Las lógicas de la política promocional
La política y sus alcances electorales gimen con lógica de la revancha. El despecho y el resentimiento empujando a los superhéroes del tiempo. Los que están afuera, quieren estar adentro. Para entrar deben bombardear del más podrido estiércol a los que si bailan agraciados siendo parte de ese 20 por ciento de elegidos que quieren el 80 por ciento de las personas (la ecuación que expone "Adolescencia")
El insulto, la descripción vulgar sin metáforas, la ira como código político se repite. Hacer “mierda” al rival es el objetivo de la confrontación que se plantean en las instituciones. Es decir, los arrinconados por el fracaso, ante el frío del olvido, son capaces de incendiar su casa para que todos los miren.
Nadie está exento: en el debate presidencial del 2023, Sergio Massa reveló un dato de la experiencia laboral de Javier Milei con especulación promocional. Milei trabajó en el Banco Central y, además, fue rechazado al terminar el período de su pasantía. De allí su permanente ira para contra la funcionalidad de la entidad.
"¿Por qué no te la renovaron? Contale a la gente, entiendo que estés enojado con el Banco Central porque en algún momento te sentiste rechazado", evaluó Massa en el debate. Los rotos de la política convocaron a los rotos de una Argentina maltratada en todos sus rincones. Un ejército de doloridos y estafados que encumbraron tal vez al “mejor de sus pares”.
Hay hombres que no llegaron al poder para construir un futuro, sino para corregir un pasado. No se sientan en el sillón presidencial para liderar pueblos, sino para reescribir su infancia. Son los hijos del maltrato, los huérfanos simbólicos del afecto, los que aprendieron que antes de ser olvidados conviene volverse temidos.

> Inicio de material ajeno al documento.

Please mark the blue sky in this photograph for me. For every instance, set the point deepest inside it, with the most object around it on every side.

Adolf Hitler, Joseph Stalin, Saddam Hussein o Mao Zedong, tienen biografías donde queda explicito algo de esa ecuación. Niñez atormentada, liderazgos tortuosos.

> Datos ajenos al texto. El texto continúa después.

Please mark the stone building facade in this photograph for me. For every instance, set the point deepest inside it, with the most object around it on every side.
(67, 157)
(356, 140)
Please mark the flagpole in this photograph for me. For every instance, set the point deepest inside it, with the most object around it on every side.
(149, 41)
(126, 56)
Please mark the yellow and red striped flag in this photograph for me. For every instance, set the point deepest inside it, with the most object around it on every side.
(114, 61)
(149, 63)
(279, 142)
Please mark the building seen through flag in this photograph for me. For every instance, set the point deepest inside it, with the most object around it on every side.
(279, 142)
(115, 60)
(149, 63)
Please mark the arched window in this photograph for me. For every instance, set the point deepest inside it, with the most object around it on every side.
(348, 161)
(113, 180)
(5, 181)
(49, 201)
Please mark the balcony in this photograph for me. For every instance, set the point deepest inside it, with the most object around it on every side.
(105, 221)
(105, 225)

En este tiempo -solo para narrar descriptivamente- Vladimir Putin, Donald Trump y el propio Javier Milei: tres figuras distintas, tres geografías lejanas, han descripto un idéntico núcleo ardiente en sus vidas.

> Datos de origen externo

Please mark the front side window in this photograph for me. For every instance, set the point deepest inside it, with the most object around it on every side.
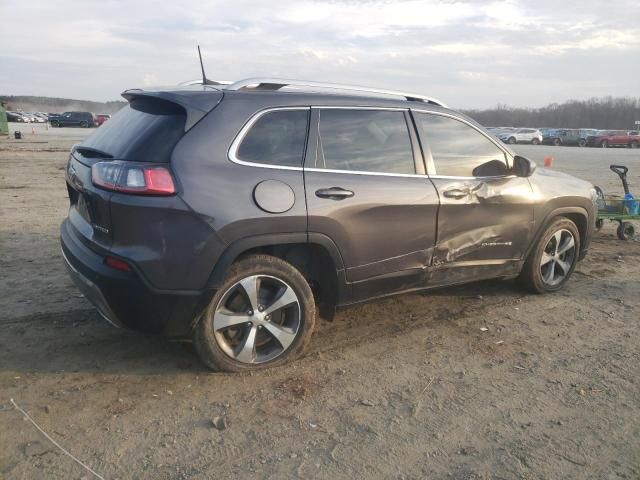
(457, 149)
(365, 140)
(276, 138)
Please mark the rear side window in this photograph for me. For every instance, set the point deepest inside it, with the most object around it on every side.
(146, 130)
(276, 138)
(456, 148)
(365, 140)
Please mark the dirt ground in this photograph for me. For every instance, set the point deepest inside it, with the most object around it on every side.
(408, 388)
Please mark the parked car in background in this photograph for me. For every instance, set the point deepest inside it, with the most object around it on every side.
(16, 117)
(75, 119)
(522, 135)
(565, 136)
(37, 118)
(614, 138)
(101, 118)
(235, 215)
(497, 131)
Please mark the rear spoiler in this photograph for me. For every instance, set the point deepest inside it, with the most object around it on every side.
(196, 103)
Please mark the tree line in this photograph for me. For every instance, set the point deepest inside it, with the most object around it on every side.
(602, 113)
(29, 103)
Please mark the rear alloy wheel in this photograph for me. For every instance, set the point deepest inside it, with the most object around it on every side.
(262, 316)
(599, 224)
(553, 259)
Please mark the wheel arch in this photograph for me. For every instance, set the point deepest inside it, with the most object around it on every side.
(314, 255)
(577, 215)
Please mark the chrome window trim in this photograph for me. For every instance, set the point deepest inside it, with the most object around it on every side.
(232, 154)
(360, 172)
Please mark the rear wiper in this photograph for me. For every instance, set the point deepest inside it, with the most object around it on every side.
(90, 152)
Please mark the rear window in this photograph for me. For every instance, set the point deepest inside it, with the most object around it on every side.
(146, 130)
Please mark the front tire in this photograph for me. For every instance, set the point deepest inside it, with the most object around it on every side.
(553, 259)
(262, 316)
(625, 231)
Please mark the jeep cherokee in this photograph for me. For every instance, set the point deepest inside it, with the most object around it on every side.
(232, 215)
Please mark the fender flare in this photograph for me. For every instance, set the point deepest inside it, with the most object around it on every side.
(238, 247)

Putin creció entre ruinas, en una Leningrado herida de muerte. Conoció el miedo, las peleas callejeras y silencios espesos sin ternura. Aprendió que la única forma de no ser devorado era dominar. Trump enjaulado en mansiones donde no se le perdonaba la debilidad. Su política es un reality donde gana el que grita más fuerte.
Y nuestro Milei habló de su infancia con la crudeza de quien todavía mastica el trauma: maltrato físico, psicológico, años de silencio con sus padres. En su figura parecen convivir el niño herido y el adulto desafiante. Cada grito, cada insulto, cada metáfora bélica es también una carta dirigida a un pasado que no lo quiso.
Lo que los une no es la ideología, sino la herida. No el proyecto político, sino el dolor sin resolver. Y es ahí donde nace el riesgo: cuando el poder se convierte en terapia, el pueblo se vuelve paciente, a veces víctima. Tal vez haya que empezar a mirar menos los discursos y más las infancias. Porque los hombres que no fueron amados a tiempo, a veces, buscan que el mundo entero les pague esa deuda.